Budget legislation closes in on an additional $610 million to fight wildfires in 2016, which still needs approval by the Congress.
According to ABC News, the budget will be given to the US Forest Service, which spent $1.7 billion in extinguishing fires in 2015. Even with the additional budget, there is still no concrete long-term solution for the year after year fire incidents. The agency has been borrowing money from other programs to pay for the cost of quelling fire.
KLCC reported that according to the US Department of Agriculture, the US Forest Service has spent 60 percent of its budget on fighting fire this year.
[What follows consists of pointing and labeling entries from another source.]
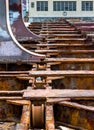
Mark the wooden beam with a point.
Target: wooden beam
(18, 102)
(21, 126)
(25, 118)
(57, 93)
(66, 51)
(56, 100)
(12, 92)
(66, 73)
(77, 105)
(70, 60)
(10, 98)
(50, 124)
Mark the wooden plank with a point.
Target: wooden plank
(58, 93)
(66, 51)
(68, 60)
(12, 92)
(66, 39)
(10, 98)
(13, 72)
(26, 114)
(21, 126)
(64, 128)
(50, 124)
(18, 102)
(56, 100)
(66, 73)
(77, 105)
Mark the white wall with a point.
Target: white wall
(51, 13)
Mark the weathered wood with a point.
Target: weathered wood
(64, 128)
(10, 98)
(77, 105)
(66, 39)
(66, 51)
(50, 124)
(12, 92)
(21, 126)
(56, 100)
(70, 60)
(58, 93)
(57, 45)
(66, 73)
(54, 78)
(18, 102)
(68, 125)
(13, 72)
(25, 118)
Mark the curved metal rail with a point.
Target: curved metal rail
(10, 49)
(19, 30)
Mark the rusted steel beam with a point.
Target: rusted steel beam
(76, 105)
(50, 124)
(58, 93)
(26, 112)
(66, 73)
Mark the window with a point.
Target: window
(32, 4)
(42, 5)
(64, 6)
(87, 5)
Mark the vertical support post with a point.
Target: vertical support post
(25, 118)
(50, 125)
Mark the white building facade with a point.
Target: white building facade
(46, 9)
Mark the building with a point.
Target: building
(46, 9)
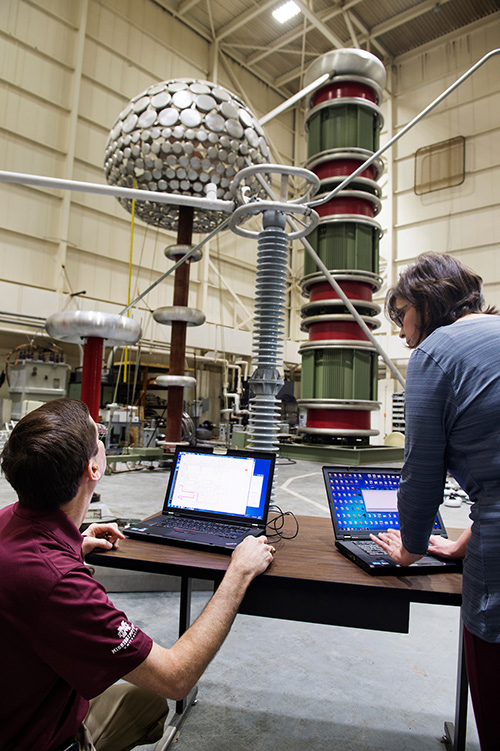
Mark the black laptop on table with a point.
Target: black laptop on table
(213, 500)
(363, 501)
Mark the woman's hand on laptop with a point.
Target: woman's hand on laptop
(445, 548)
(252, 556)
(390, 542)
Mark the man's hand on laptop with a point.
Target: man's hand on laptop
(252, 556)
(101, 537)
(390, 542)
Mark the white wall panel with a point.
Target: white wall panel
(463, 220)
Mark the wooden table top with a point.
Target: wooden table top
(311, 556)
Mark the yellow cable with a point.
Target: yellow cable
(129, 281)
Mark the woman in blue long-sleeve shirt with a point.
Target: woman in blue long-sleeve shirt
(452, 413)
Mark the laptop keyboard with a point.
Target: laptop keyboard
(370, 547)
(205, 527)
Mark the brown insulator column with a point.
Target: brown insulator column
(173, 432)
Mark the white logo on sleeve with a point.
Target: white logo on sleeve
(126, 632)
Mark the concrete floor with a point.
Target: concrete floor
(286, 686)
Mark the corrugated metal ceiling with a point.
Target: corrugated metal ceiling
(246, 31)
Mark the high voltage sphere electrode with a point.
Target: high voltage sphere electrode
(177, 137)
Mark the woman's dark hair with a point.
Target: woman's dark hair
(47, 453)
(442, 290)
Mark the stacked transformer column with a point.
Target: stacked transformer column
(339, 363)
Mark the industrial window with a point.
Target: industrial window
(439, 166)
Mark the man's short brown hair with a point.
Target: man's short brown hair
(47, 453)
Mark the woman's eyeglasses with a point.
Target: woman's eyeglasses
(399, 315)
(102, 430)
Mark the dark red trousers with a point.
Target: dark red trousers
(483, 672)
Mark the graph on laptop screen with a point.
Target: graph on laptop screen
(231, 485)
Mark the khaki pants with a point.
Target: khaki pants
(122, 717)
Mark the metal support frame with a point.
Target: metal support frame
(183, 707)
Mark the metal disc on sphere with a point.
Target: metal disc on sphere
(156, 88)
(205, 102)
(190, 118)
(168, 116)
(116, 131)
(130, 123)
(215, 122)
(234, 128)
(126, 111)
(161, 100)
(221, 95)
(246, 118)
(229, 109)
(174, 86)
(147, 118)
(141, 105)
(199, 88)
(183, 99)
(252, 137)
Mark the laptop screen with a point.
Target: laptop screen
(364, 501)
(224, 484)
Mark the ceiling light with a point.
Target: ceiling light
(286, 11)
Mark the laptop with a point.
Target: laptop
(364, 501)
(213, 500)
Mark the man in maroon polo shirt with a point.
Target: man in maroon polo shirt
(64, 644)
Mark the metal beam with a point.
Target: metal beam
(297, 33)
(318, 24)
(402, 18)
(186, 6)
(243, 19)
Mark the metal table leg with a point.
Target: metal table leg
(182, 707)
(455, 734)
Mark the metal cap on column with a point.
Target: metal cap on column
(93, 330)
(339, 363)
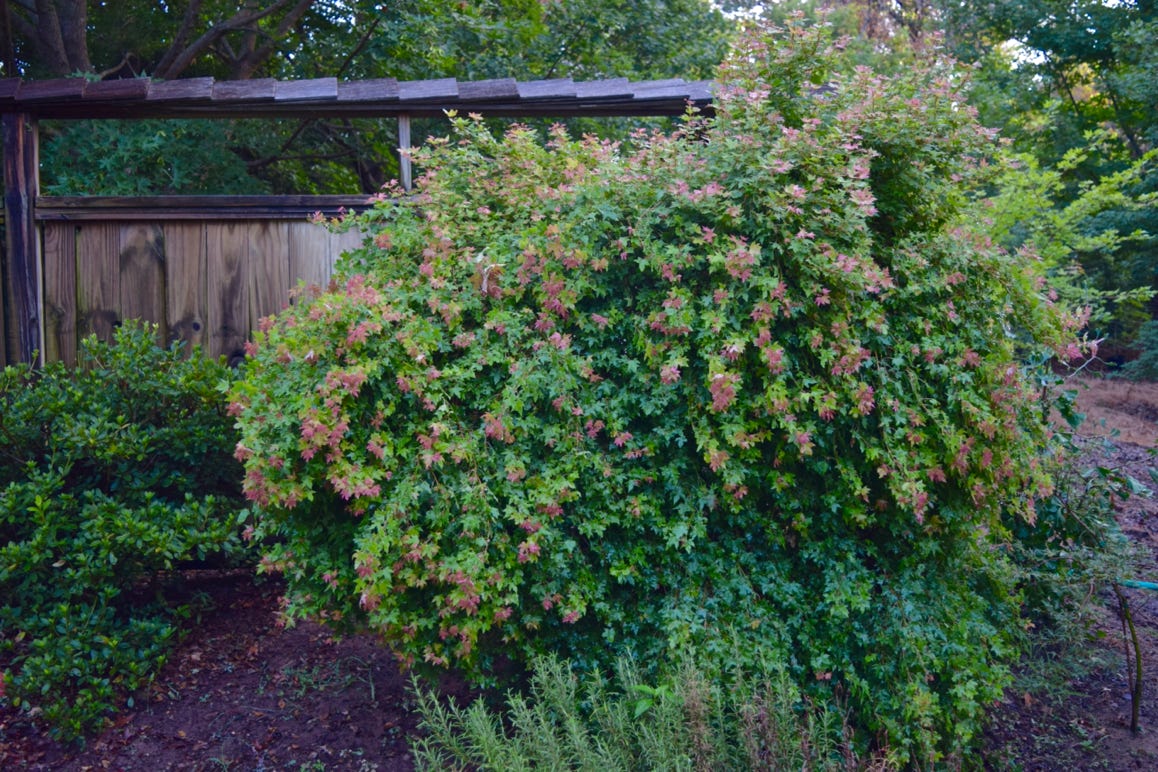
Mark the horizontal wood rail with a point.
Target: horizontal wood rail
(193, 207)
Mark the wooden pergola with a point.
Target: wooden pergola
(23, 104)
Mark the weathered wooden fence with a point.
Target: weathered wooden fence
(204, 270)
(207, 269)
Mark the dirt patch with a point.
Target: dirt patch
(1085, 722)
(1119, 409)
(242, 692)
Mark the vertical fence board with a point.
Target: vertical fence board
(268, 270)
(227, 248)
(60, 293)
(97, 279)
(141, 266)
(187, 308)
(309, 254)
(342, 242)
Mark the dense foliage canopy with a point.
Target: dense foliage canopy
(746, 391)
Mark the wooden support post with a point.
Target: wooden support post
(21, 183)
(404, 151)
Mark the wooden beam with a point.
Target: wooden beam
(21, 183)
(192, 207)
(404, 169)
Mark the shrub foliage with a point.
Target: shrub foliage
(745, 390)
(109, 473)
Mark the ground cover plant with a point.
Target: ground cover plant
(109, 473)
(748, 392)
(688, 722)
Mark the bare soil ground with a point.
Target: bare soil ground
(242, 692)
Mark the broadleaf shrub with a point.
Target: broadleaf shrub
(109, 473)
(747, 390)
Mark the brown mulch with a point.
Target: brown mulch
(242, 692)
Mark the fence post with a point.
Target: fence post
(21, 182)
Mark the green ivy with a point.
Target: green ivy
(109, 473)
(748, 390)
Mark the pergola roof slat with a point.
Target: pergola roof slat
(427, 90)
(381, 89)
(8, 88)
(244, 90)
(559, 88)
(295, 90)
(204, 97)
(184, 89)
(603, 89)
(125, 88)
(501, 89)
(59, 88)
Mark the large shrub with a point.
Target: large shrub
(109, 473)
(745, 391)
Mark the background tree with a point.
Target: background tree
(410, 39)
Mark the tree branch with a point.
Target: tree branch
(249, 63)
(239, 21)
(181, 38)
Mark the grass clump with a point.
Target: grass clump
(688, 721)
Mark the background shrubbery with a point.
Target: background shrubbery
(109, 473)
(744, 394)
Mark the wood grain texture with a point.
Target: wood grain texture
(60, 293)
(268, 270)
(227, 318)
(187, 294)
(141, 264)
(97, 280)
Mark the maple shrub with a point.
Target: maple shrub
(745, 391)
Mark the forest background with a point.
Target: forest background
(1071, 85)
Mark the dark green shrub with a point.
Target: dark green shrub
(746, 391)
(109, 473)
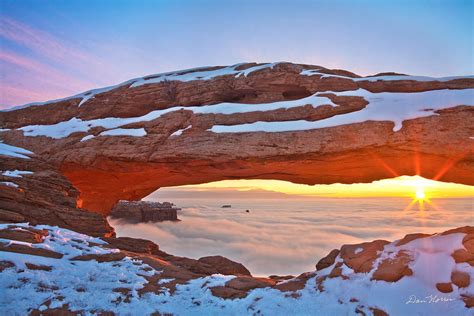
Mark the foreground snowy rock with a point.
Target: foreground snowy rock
(51, 269)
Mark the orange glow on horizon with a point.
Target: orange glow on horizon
(414, 187)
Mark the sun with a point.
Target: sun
(420, 194)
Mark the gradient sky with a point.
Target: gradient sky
(52, 49)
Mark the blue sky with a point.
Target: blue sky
(51, 49)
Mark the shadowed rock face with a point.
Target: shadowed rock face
(179, 147)
(144, 211)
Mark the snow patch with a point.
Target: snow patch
(16, 173)
(385, 106)
(86, 138)
(137, 132)
(78, 283)
(9, 184)
(13, 151)
(180, 131)
(312, 72)
(64, 129)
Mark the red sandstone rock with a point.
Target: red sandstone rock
(144, 211)
(225, 266)
(392, 270)
(328, 260)
(361, 261)
(28, 235)
(104, 170)
(133, 244)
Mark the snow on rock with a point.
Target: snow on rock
(180, 131)
(137, 132)
(9, 184)
(66, 128)
(384, 106)
(13, 151)
(15, 173)
(312, 72)
(88, 286)
(84, 285)
(201, 73)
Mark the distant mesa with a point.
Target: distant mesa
(145, 211)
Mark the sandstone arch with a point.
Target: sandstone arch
(178, 146)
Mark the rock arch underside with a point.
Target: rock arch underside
(67, 162)
(246, 121)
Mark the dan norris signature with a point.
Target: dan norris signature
(430, 299)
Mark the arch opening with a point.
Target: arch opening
(279, 227)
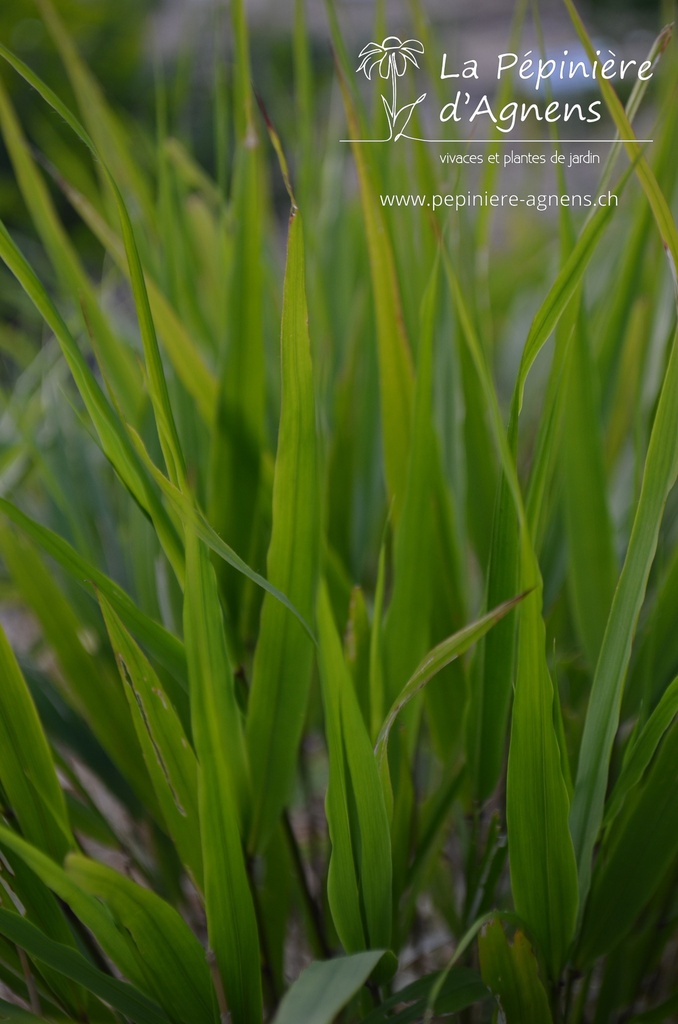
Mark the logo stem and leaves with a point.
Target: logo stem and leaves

Oregon Democratic Senators Ron Wyden and Jeff Merkley commended the additional budget, but they suggested that the Congress must find a way to ensure that firefighting won't take up most of other programs in the agency.
"This bill marks an enormous improvement over past years when we have dramatically underfunded fighting wildfires," Merkley said. "Now, we need a long-term solution that funds fighting massive wildfires like we fund other disasters, ensuring we no longer have to shut down other Forest Service programs to fund firefighting in bad fire years."
Star Tribune wrote that the US Forest Service has exhausted its entire budget to fight fire as early as August. This month has seen the most devastating fire seasons in US history. If there is no adequate firefighting budget next year, the Congress will have to get the fund from the emergency funding.
Agriculture Secretary Tom Vilsack said, "The American public can no longer afford delays to forest restoration and other critical Forest Service activities caused by annual fire transfers."
The Obama Administration wants to tackle firefighting the same way they handle natural disasters when providing funds. However, according to Alaska Representative Senator Lisa Murkowski, fire incidents are a series of events, and not a onetime catastrophe like hurricanes and tornadoes.
The budget legislation is set to provide a total of $1.6 billion to fight fire. This is an increase from $1 billion this year. Seven firefighters died and 15,000 square miles in the US has been claimed by fire this year.